# Ariens Model 924128 - ST1332LE



## papamoose (Jan 30, 2017)

Good morning. New member on the forum!
I have a 10 to 11 year old Ariens 924128 (32") in very good shape. Just had it serviced and put new belts, plug and carburetor. 
I'm trying to sell it and move to smaller unit because of my bad back. Any idea how much I should be listing it for and where I should be listing it?
Any feedback would be greatly appreciated!
Thank you in advance.


----------



## Jackmels (Feb 18, 2013)

Hard to tell without photos, but There are a few Variables Involved. First, is the Condition of the machine. Cosmetics are an important selling point, as well as the mechanicals. Your Area's Median Income has a bearing on prices as well. The Time of the Sale is also important. Season is Ending soon, so the Market is Soft, vs November's Market. Check your local Craigslist to see what others are asking, and gauge Your Price from that. GL.


----------



## papamoose (Jan 30, 2017)

Jackmels said:


> Hard to tell without photos, but There are a few Variables Involved. First, is the Condition of the machine. Cosmetics are an important selling point, as well as the mechanicals. Your Area's Median Income has a bearing on prices as well. The Time of the Sale is also important. Season is Ending soon, so the Market is Soft, vs November's Market. Check your local Craigslist to see what others are asking, and gauge Your Price from that. GL.


Thanks for the response.

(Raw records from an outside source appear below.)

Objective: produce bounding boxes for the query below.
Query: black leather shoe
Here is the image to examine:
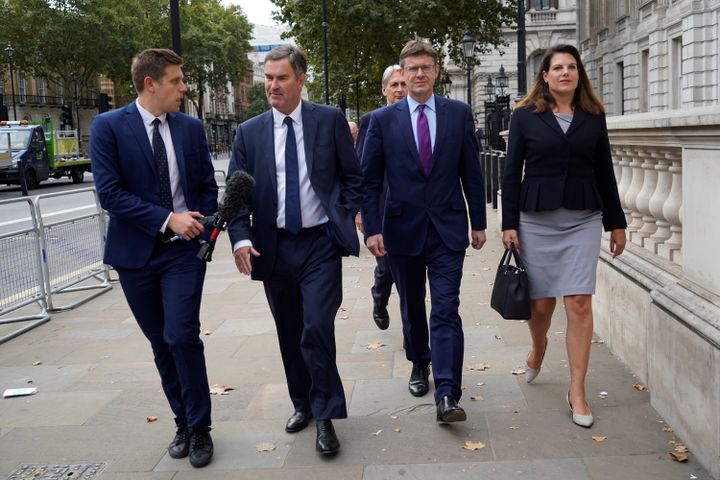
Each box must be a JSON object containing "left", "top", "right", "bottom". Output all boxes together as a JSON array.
[
  {"left": 373, "top": 303, "right": 390, "bottom": 330},
  {"left": 188, "top": 428, "right": 214, "bottom": 468},
  {"left": 167, "top": 426, "right": 190, "bottom": 459},
  {"left": 315, "top": 420, "right": 340, "bottom": 454},
  {"left": 408, "top": 364, "right": 430, "bottom": 397},
  {"left": 436, "top": 395, "right": 467, "bottom": 423},
  {"left": 286, "top": 410, "right": 312, "bottom": 433}
]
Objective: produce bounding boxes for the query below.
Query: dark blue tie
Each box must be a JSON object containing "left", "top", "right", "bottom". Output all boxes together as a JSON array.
[
  {"left": 152, "top": 118, "right": 173, "bottom": 210},
  {"left": 283, "top": 116, "right": 302, "bottom": 234}
]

I will try to upload some pictures if I can figure out how to do it!!


----------



## sscotsman (Dec 8, 2010)

papamoose said:


> I have a 10 to 11 year old Ariens 924128 (32") in very good shape.


13 years old, not that it makes a lot of difference when it comes to your question.
Model 924128 was one of the last 924000 series made, most likely made in 2003 for the 2004 model year.
This is now the 2017 model year, so, 13 years old.

Scot


----------